AI Article

GLM 5.2 Is a Point Behind Opus — Until the Task Runs for Hours

Open weights and a 5.7x price cut make the near-parity headline real, but the gap reopens exactly where long-horizon agents live.

Mariana Souza

Senior Editor · Jun 22, 2026 · 8 min read

GLM 5.2 Is a Point Behind Opus — Until the Task Runs for Hours

"Within a point of Opus." That's the line ricocheting around the model-selection chatter since Z.ai put GLM 5.2 — a 753B-parameter MoE under an MIT license — up against Anthropic's Claude Opus 4.8. And on the right benchmark, it's true: GLM 5.2 trails Opus 4.8 by 0.7 points on FrontierSWE (74.4 vs 75.1) while charging 5.7x less for output tokens. For a closed-frontier crown to be threatened by downloadable weights is a genuine shift, not hype.

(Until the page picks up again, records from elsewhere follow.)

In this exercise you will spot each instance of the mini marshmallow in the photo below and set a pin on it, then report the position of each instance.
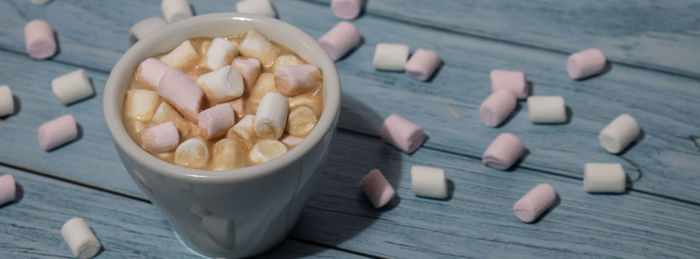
(223, 84)
(295, 80)
(503, 151)
(546, 109)
(604, 178)
(513, 81)
(192, 153)
(216, 120)
(622, 131)
(160, 138)
(422, 64)
(390, 57)
(57, 132)
(145, 27)
(220, 53)
(80, 238)
(39, 39)
(497, 107)
(377, 189)
(257, 7)
(535, 202)
(266, 150)
(340, 40)
(72, 87)
(271, 117)
(179, 90)
(175, 10)
(585, 63)
(428, 182)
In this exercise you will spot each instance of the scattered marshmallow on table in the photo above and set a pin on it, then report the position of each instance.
(622, 131)
(57, 132)
(402, 133)
(39, 39)
(535, 202)
(428, 182)
(496, 108)
(340, 40)
(585, 63)
(503, 151)
(390, 57)
(546, 109)
(377, 189)
(80, 238)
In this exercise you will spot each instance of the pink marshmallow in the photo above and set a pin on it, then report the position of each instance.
(377, 188)
(57, 132)
(402, 133)
(535, 202)
(497, 107)
(422, 64)
(181, 92)
(7, 189)
(585, 63)
(216, 120)
(340, 40)
(503, 151)
(249, 68)
(160, 138)
(39, 39)
(513, 81)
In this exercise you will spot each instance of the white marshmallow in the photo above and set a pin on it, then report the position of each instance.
(428, 182)
(72, 87)
(271, 116)
(546, 109)
(390, 57)
(622, 131)
(221, 85)
(80, 238)
(266, 150)
(604, 178)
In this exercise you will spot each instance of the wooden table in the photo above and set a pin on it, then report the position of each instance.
(653, 47)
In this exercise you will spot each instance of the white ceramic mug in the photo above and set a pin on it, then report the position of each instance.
(231, 213)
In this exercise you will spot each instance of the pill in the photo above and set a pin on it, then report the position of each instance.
(175, 10)
(503, 151)
(257, 7)
(271, 117)
(295, 80)
(144, 27)
(402, 133)
(622, 131)
(422, 64)
(221, 85)
(72, 87)
(80, 238)
(181, 92)
(546, 109)
(604, 178)
(39, 39)
(585, 63)
(513, 81)
(7, 103)
(266, 150)
(340, 40)
(7, 189)
(496, 108)
(377, 189)
(390, 57)
(57, 132)
(535, 202)
(428, 182)
(192, 153)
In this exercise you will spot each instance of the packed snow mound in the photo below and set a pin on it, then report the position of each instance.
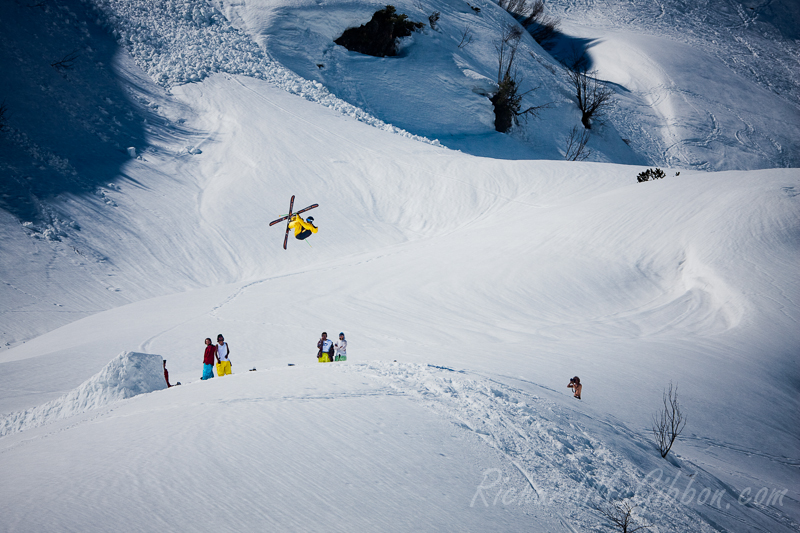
(127, 375)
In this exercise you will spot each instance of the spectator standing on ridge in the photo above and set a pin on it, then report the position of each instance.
(325, 345)
(223, 361)
(341, 348)
(208, 360)
(166, 374)
(575, 385)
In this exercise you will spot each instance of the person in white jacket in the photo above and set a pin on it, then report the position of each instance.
(341, 348)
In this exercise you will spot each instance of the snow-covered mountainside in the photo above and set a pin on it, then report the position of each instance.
(146, 147)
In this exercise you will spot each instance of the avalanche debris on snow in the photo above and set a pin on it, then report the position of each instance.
(179, 42)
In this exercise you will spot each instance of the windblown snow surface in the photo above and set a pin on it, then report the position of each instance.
(471, 284)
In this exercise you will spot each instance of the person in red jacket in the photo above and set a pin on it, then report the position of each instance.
(208, 360)
(166, 374)
(575, 385)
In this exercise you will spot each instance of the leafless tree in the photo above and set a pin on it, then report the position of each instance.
(669, 422)
(508, 99)
(594, 97)
(433, 19)
(3, 111)
(619, 514)
(576, 145)
(466, 36)
(66, 62)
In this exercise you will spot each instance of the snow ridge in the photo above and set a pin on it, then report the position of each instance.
(127, 375)
(565, 466)
(178, 42)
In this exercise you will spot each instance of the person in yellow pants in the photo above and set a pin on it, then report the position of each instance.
(223, 357)
(302, 228)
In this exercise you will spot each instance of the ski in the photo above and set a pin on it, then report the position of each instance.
(286, 238)
(284, 217)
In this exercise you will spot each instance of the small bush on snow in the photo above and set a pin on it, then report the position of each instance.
(650, 174)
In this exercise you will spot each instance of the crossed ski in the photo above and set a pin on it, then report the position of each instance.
(289, 216)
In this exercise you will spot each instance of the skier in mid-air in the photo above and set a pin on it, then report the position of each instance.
(302, 228)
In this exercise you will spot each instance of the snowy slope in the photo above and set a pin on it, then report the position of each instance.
(519, 273)
(470, 289)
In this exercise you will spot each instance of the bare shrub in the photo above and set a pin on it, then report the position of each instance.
(466, 36)
(669, 422)
(507, 100)
(651, 174)
(576, 145)
(618, 514)
(594, 97)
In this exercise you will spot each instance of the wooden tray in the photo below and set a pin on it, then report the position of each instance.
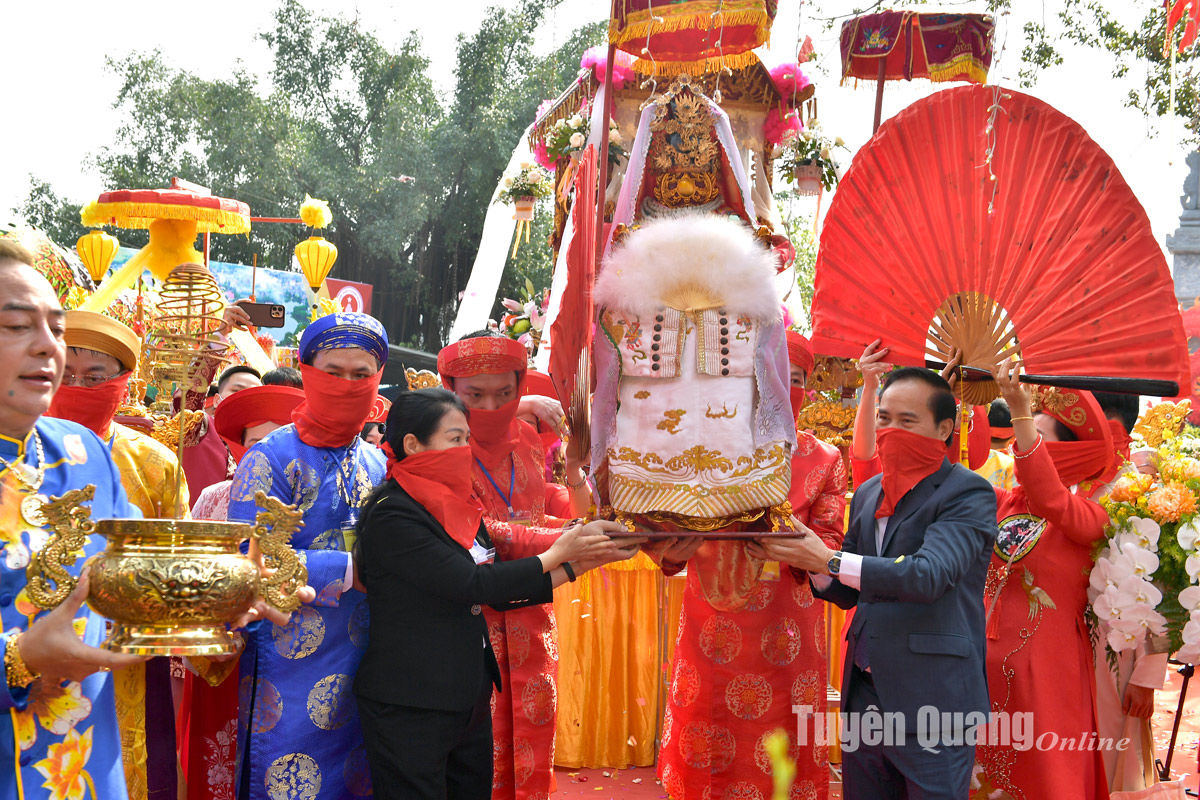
(718, 534)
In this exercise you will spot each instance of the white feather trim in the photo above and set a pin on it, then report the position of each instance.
(714, 253)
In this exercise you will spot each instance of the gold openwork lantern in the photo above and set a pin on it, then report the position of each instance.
(97, 251)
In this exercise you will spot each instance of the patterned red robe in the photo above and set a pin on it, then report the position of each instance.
(526, 642)
(737, 674)
(1039, 651)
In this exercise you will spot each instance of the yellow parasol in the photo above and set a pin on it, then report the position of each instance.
(174, 216)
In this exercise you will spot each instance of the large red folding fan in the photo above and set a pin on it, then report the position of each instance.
(1054, 259)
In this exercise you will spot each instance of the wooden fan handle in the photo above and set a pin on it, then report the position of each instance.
(1149, 386)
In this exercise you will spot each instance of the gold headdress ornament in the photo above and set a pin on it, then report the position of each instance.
(95, 331)
(421, 379)
(683, 150)
(1161, 419)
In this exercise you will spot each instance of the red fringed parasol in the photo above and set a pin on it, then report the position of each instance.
(693, 36)
(1065, 269)
(571, 332)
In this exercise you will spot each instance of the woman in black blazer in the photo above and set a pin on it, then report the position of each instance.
(425, 683)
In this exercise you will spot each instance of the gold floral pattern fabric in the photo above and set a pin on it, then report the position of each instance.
(525, 641)
(58, 741)
(736, 674)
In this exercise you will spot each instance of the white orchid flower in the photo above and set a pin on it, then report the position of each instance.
(1141, 615)
(1105, 608)
(1144, 561)
(1189, 534)
(1126, 539)
(1121, 641)
(1139, 590)
(1191, 599)
(1147, 531)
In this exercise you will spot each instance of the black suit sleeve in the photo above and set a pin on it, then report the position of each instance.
(965, 527)
(401, 542)
(838, 593)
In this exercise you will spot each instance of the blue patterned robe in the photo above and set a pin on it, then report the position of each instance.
(295, 698)
(45, 727)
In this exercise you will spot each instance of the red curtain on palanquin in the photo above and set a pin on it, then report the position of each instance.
(937, 47)
(693, 35)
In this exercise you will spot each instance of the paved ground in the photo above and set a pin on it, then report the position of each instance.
(639, 783)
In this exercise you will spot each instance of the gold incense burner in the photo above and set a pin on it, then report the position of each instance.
(169, 585)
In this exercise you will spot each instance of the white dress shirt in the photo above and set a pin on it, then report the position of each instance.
(851, 571)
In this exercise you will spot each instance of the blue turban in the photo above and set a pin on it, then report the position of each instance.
(345, 330)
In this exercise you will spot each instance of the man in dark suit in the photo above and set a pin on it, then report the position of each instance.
(913, 564)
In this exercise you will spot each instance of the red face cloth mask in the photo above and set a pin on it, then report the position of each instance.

But "within a point" is an average that hides the shape of the curve. Read the full scorecard sorted by margin and a clean pattern emerges: GLM 5.2 is at or above Opus on competition math and one terminal harness, dead even on short agentic evals — and then the gap widens steadily as tasks get longer and more open-ended. The headline sells near-parity precisely for the long-horizon coding-agent work GLM was built to target, and that's the one claim the numbers don't fully support yet. The honest read: GLM 5.2 is the best open-weights model anyone has shipped, an outstanding cheap workhorse, and not a drop-in Opus replacement for your hardest jobs.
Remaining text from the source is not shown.